Элинор стояла, глядя на огонь в камине. Отец умирал. Она знала это. Доктор предупредил ее, что это может случиться в любое мгновение. Разумом она понимала это. Однако когда услышала приглушенный стук копыт и шелест соломы под колесами экипажа, увидела завернутый в шерстяное сукно дверной молоток, неумолимость ужасной правды с новой силой потрясла ее.
Увы, не она, а ее муж первым справился о здоровье отца. Он, а не она, распорядился, чтобы доктор пришел в гостиную и сказал им правду. Ее муж, а не она, первым поднялся в спальню больного.
Элинор почувствовала, как у нее онемели руки и ноги, хотя доктор не сказал ничего нового, чего она уже не знала бы: ее отец умирает, и вскоре она останется совсем одна. Одна с чужим, жестоким и внушающим страх человеком, от которого не услышала ни единого слова сочувствия, пока они в гостиной ждали доктора. Элинор не нужно его сочувствие. Хотя нет, оно было нужно ей. Она ждала чьих-то добрых слов и добрых рук, любых, пусть даже его.
Открылась дверь.
– Вы можете подняться к отцу, миледи, – услышала она голос графа. – Он ждет вас.

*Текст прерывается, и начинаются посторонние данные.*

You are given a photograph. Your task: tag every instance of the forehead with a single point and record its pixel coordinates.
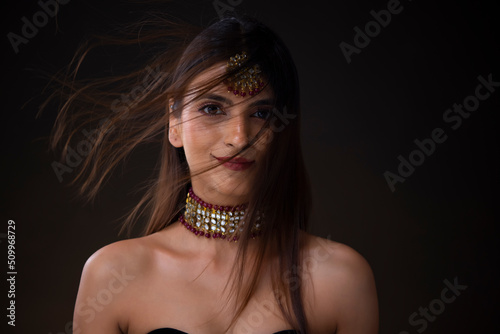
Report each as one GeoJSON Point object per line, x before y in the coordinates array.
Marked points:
{"type": "Point", "coordinates": [208, 76]}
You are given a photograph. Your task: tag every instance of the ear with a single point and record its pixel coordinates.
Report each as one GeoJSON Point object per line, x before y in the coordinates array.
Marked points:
{"type": "Point", "coordinates": [174, 125]}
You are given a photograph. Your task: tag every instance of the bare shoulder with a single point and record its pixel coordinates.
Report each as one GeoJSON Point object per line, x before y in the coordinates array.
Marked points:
{"type": "Point", "coordinates": [130, 255]}
{"type": "Point", "coordinates": [107, 283]}
{"type": "Point", "coordinates": [343, 292]}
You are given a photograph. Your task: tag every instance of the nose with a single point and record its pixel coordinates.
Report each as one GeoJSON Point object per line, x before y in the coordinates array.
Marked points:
{"type": "Point", "coordinates": [237, 131]}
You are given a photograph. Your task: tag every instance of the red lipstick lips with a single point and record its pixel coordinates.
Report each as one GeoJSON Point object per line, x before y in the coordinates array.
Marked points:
{"type": "Point", "coordinates": [236, 164]}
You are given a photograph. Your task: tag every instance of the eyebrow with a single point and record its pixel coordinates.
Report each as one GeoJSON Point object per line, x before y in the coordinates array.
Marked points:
{"type": "Point", "coordinates": [222, 99]}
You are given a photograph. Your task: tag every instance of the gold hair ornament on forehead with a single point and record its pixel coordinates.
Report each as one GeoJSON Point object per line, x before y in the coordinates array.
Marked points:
{"type": "Point", "coordinates": [247, 80]}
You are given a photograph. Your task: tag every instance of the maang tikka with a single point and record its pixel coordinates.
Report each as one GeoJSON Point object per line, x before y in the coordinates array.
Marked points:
{"type": "Point", "coordinates": [248, 80]}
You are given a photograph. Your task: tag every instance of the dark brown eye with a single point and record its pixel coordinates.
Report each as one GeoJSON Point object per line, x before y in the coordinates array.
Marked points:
{"type": "Point", "coordinates": [211, 109]}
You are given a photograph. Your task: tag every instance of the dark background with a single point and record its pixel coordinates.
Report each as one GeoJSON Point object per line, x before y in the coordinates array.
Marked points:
{"type": "Point", "coordinates": [358, 118]}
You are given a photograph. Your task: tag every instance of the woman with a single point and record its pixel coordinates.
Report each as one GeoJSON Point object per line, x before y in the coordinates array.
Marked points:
{"type": "Point", "coordinates": [225, 247]}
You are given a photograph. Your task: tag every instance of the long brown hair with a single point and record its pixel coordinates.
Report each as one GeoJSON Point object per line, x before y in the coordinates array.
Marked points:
{"type": "Point", "coordinates": [179, 53]}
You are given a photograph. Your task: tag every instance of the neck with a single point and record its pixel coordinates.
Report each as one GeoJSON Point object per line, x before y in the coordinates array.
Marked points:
{"type": "Point", "coordinates": [213, 221]}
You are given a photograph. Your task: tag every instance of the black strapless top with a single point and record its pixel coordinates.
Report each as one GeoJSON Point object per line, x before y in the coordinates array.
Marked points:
{"type": "Point", "coordinates": [176, 331]}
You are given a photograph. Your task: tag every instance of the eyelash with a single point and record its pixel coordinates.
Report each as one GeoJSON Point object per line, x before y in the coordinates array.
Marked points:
{"type": "Point", "coordinates": [219, 107]}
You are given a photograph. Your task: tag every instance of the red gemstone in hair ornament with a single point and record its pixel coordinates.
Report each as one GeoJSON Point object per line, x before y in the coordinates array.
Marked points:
{"type": "Point", "coordinates": [214, 221]}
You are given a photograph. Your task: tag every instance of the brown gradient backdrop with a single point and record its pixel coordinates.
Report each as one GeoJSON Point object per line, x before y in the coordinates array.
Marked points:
{"type": "Point", "coordinates": [358, 118]}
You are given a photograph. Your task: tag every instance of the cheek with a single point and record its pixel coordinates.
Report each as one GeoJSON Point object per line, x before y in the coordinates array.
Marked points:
{"type": "Point", "coordinates": [199, 140]}
{"type": "Point", "coordinates": [264, 140]}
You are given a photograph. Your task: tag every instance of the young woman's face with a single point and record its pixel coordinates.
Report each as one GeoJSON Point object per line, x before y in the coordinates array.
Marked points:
{"type": "Point", "coordinates": [216, 126]}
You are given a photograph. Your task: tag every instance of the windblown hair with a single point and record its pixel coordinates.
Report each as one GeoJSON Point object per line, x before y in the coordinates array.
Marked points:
{"type": "Point", "coordinates": [180, 53]}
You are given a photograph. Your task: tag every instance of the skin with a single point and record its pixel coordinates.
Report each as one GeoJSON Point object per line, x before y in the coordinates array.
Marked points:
{"type": "Point", "coordinates": [175, 279]}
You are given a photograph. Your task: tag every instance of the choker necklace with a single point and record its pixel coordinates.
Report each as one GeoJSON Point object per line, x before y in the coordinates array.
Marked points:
{"type": "Point", "coordinates": [216, 221]}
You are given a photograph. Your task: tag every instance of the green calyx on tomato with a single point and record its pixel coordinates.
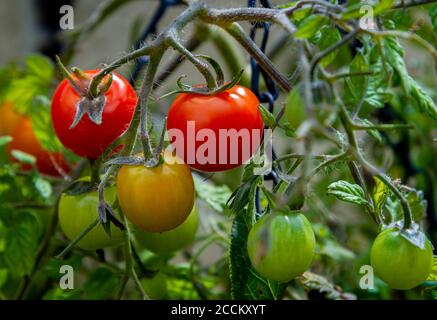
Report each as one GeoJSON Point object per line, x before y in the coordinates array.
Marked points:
{"type": "Point", "coordinates": [200, 120]}
{"type": "Point", "coordinates": [79, 211]}
{"type": "Point", "coordinates": [281, 245]}
{"type": "Point", "coordinates": [89, 135]}
{"type": "Point", "coordinates": [156, 199]}
{"type": "Point", "coordinates": [398, 262]}
{"type": "Point", "coordinates": [173, 240]}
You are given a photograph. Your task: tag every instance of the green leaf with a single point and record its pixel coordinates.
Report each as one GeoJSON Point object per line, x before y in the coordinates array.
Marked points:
{"type": "Point", "coordinates": [356, 87]}
{"type": "Point", "coordinates": [3, 276]}
{"type": "Point", "coordinates": [329, 36]}
{"type": "Point", "coordinates": [424, 102]}
{"type": "Point", "coordinates": [310, 26]}
{"type": "Point", "coordinates": [336, 252]}
{"type": "Point", "coordinates": [267, 117]}
{"type": "Point", "coordinates": [348, 192]}
{"type": "Point", "coordinates": [433, 274]}
{"type": "Point", "coordinates": [43, 187]}
{"type": "Point", "coordinates": [312, 281]}
{"type": "Point", "coordinates": [36, 80]}
{"type": "Point", "coordinates": [355, 10]}
{"type": "Point", "coordinates": [295, 107]}
{"type": "Point", "coordinates": [60, 294]}
{"type": "Point", "coordinates": [382, 6]}
{"type": "Point", "coordinates": [433, 15]}
{"type": "Point", "coordinates": [380, 194]}
{"type": "Point", "coordinates": [394, 55]}
{"type": "Point", "coordinates": [42, 124]}
{"type": "Point", "coordinates": [5, 140]}
{"type": "Point", "coordinates": [246, 283]}
{"type": "Point", "coordinates": [215, 196]}
{"type": "Point", "coordinates": [21, 244]}
{"type": "Point", "coordinates": [23, 157]}
{"type": "Point", "coordinates": [416, 201]}
{"type": "Point", "coordinates": [372, 132]}
{"type": "Point", "coordinates": [101, 284]}
{"type": "Point", "coordinates": [242, 195]}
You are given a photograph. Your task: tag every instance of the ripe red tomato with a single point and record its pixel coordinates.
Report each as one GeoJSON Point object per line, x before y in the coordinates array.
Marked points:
{"type": "Point", "coordinates": [88, 139]}
{"type": "Point", "coordinates": [211, 125]}
{"type": "Point", "coordinates": [25, 140]}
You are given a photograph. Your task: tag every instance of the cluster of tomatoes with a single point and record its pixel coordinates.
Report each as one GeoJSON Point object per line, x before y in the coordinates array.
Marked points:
{"type": "Point", "coordinates": [280, 245]}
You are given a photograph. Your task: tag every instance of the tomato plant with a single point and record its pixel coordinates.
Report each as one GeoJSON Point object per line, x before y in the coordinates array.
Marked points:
{"type": "Point", "coordinates": [266, 171]}
{"type": "Point", "coordinates": [281, 247]}
{"type": "Point", "coordinates": [24, 140]}
{"type": "Point", "coordinates": [9, 118]}
{"type": "Point", "coordinates": [398, 262]}
{"type": "Point", "coordinates": [77, 212]}
{"type": "Point", "coordinates": [143, 207]}
{"type": "Point", "coordinates": [156, 287]}
{"type": "Point", "coordinates": [89, 139]}
{"type": "Point", "coordinates": [173, 240]}
{"type": "Point", "coordinates": [231, 111]}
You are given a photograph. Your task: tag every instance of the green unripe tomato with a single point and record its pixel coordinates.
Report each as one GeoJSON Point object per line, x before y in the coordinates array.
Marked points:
{"type": "Point", "coordinates": [173, 240]}
{"type": "Point", "coordinates": [156, 287]}
{"type": "Point", "coordinates": [281, 246]}
{"type": "Point", "coordinates": [79, 211]}
{"type": "Point", "coordinates": [398, 262]}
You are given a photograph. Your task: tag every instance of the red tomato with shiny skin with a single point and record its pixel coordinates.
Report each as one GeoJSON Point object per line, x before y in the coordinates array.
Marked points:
{"type": "Point", "coordinates": [24, 139]}
{"type": "Point", "coordinates": [88, 139]}
{"type": "Point", "coordinates": [226, 113]}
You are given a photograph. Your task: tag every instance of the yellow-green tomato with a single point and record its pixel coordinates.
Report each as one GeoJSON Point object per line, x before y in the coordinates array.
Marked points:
{"type": "Point", "coordinates": [398, 262]}
{"type": "Point", "coordinates": [156, 287]}
{"type": "Point", "coordinates": [79, 211]}
{"type": "Point", "coordinates": [281, 246]}
{"type": "Point", "coordinates": [173, 240]}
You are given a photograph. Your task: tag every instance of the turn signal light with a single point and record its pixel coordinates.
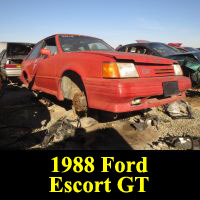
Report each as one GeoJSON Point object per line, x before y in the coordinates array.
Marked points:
{"type": "Point", "coordinates": [110, 70]}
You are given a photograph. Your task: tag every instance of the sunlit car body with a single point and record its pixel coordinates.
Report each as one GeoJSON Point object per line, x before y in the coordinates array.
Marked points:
{"type": "Point", "coordinates": [111, 81]}
{"type": "Point", "coordinates": [189, 61]}
{"type": "Point", "coordinates": [11, 57]}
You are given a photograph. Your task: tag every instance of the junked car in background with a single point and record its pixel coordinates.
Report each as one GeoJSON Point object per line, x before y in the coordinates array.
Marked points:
{"type": "Point", "coordinates": [189, 61]}
{"type": "Point", "coordinates": [92, 74]}
{"type": "Point", "coordinates": [183, 49]}
{"type": "Point", "coordinates": [11, 57]}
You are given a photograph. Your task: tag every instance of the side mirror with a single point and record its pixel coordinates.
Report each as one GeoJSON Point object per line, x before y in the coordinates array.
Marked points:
{"type": "Point", "coordinates": [45, 52]}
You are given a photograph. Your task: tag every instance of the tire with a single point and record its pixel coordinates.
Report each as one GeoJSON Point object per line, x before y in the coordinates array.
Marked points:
{"type": "Point", "coordinates": [73, 90]}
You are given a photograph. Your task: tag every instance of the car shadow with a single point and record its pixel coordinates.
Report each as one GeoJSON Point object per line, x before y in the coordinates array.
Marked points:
{"type": "Point", "coordinates": [101, 139]}
{"type": "Point", "coordinates": [20, 114]}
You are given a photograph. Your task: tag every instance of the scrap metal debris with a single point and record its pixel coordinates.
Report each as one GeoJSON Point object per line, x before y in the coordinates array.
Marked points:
{"type": "Point", "coordinates": [46, 102]}
{"type": "Point", "coordinates": [145, 122]}
{"type": "Point", "coordinates": [179, 110]}
{"type": "Point", "coordinates": [60, 130]}
{"type": "Point", "coordinates": [185, 142]}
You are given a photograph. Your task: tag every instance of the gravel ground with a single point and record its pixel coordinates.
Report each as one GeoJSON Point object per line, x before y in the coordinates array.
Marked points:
{"type": "Point", "coordinates": [24, 121]}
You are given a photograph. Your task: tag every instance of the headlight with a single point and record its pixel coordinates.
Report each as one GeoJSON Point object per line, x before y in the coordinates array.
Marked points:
{"type": "Point", "coordinates": [177, 70]}
{"type": "Point", "coordinates": [119, 70]}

«Как он?» – чуть было не вырвалось у нее. Глупые лишние слова. Элинор повернулась.
– Я останусь с ним, – сказала она, прямо глядя мужу в лицо. – Я буду с ним до последней его минуты. С вашего разрешения, милорд.
Граф кивнул.
– Я вернусь позднее, – промолвил он. – Справиться о его состоянии.
Элинор вдруг поняла, что все это время оставалась в шляпке и накидке. Сняв их, она положила все на стул и аккуратно оправила на себе платье. Она испытывала подлинный страх перед этой встречей с отцом, ибо знала, что теперь он уже не станет оттягивать неизбежный конец. Роковой конец уже близок. Элинор искренне хотела, чтобы кто-то был с ней рядом в этот момент, ей нужна была рука, на которую она могла бы опереться.